O que poderá então justificar esta aprovação "inédita", pelos deputados, da introdução de três vacinas no PNV? Terá havido aqui pressão dos laboratórios farmacêuticos, como especulou a ex-ministra da Saúde, Ana Jorge? Isso "faz todo o sentido", admite o epidemiologista, que lembra que desde “há anos” que a indústria farmacêutica faz pressão, quer relativamente à vacina do meningo B quer, mais recentemente, a propósito da vacina contra o HPV para homens.
Uma questão que o epidemiologista gostaria, a propósito, de ver respondida é a de se terão sido orçamentados os custos desta medida. “Os custos dependem do número de doses de cada vacina e até das idades em que são dadas. Das duas três, ou os deputados também decidiram sobre isto, ou seguem o que a indústria 'recomenda' (que em geral é por excesso), ou não fazem ideia quais são os custos”, diz.
“Tenho de assumir que os deputados não tomaram a decisão de ânimo leve, portanto decidiram qual o número de doses e quais as idades. Como são responsáveis, arrisco-me a presumir que até negociaram com os produtores um bom preço para cada dose”, diz, convidando-os a “apresentar os seus resultados” à CTV, integrada na Direcção-Geral da Saúde.

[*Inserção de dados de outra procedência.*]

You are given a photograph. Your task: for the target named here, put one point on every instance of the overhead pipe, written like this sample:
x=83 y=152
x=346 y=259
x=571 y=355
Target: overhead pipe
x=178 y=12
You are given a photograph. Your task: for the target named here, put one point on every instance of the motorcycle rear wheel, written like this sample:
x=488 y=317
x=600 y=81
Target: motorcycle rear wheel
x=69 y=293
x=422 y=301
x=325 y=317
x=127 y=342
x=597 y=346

Saúde é investimento, não despesa, diz PCP
Carla Cruz, deputada do PCP, o partido autor da proposta, diz que não fizeram qualquer estudo a este propósito, apesar de terem efectuado uma “reflexão colectiva”. Mas o partido baseou-se, sobretudo, na recomendação da comissão de vacinas da Sociedade Portuguesa de Pediatria e numa audição do grupo de estudo do cancro da cabeça e pescoço. “Não tínhamos que fazer um estudo. É evidente que não negamos a importância dos estudos custo-efectividade. No entanto, a saúde não deve ser vista como uma despesa, mas sim como um investimento”, observa.
Sobre os custos que esta medida irá implicar, afirma que não faz ideia de qual será o montante. Carla Cruz acentua que aquilo que é determinante é acabar com a "actual situação de desigualdade" que se vive em Portugal nesta matéria. "Quem pode comprar estas vacinas (que são muito caras), compra, quem não pode, não compra, ou então faz das tripas coração para comprar", lamenta.
Para Manuel Carmo Gomes, esta não é, porém,"apenas uma questão de dinheiro". "A vacinação em massa tem impacto dramático sobre a abundância relativa de estirpes de microorganismos que apresentam diversidade biológica. Se um microorganismo se apresenta com duas 'caras' que competem pela colonização dos humanos, digamos A e B, e se a vacina só afecta o A, estamos artificialmente a favorecer o B e temos de avaliar as consequências desse favorecimento. As coisas podem-se complicar-se ainda mais."
Dá o exemplo da varicela: "Não vacinamos contra a varicela (a vacina é segura, eficaz e barata) porque o mesmo vírus causa duas doenças diferentes (varicela e 'zona') e existe boa razão para acreditar que vacinar pode aumentar seriamente a incidência de 'zona'". São, sintetiza, exemplos que "pretendem apenas ilustrar como estes assuntos da epidemiologia são muito mais complicados do que os deputados ou os leigos da epidemiologia pensam".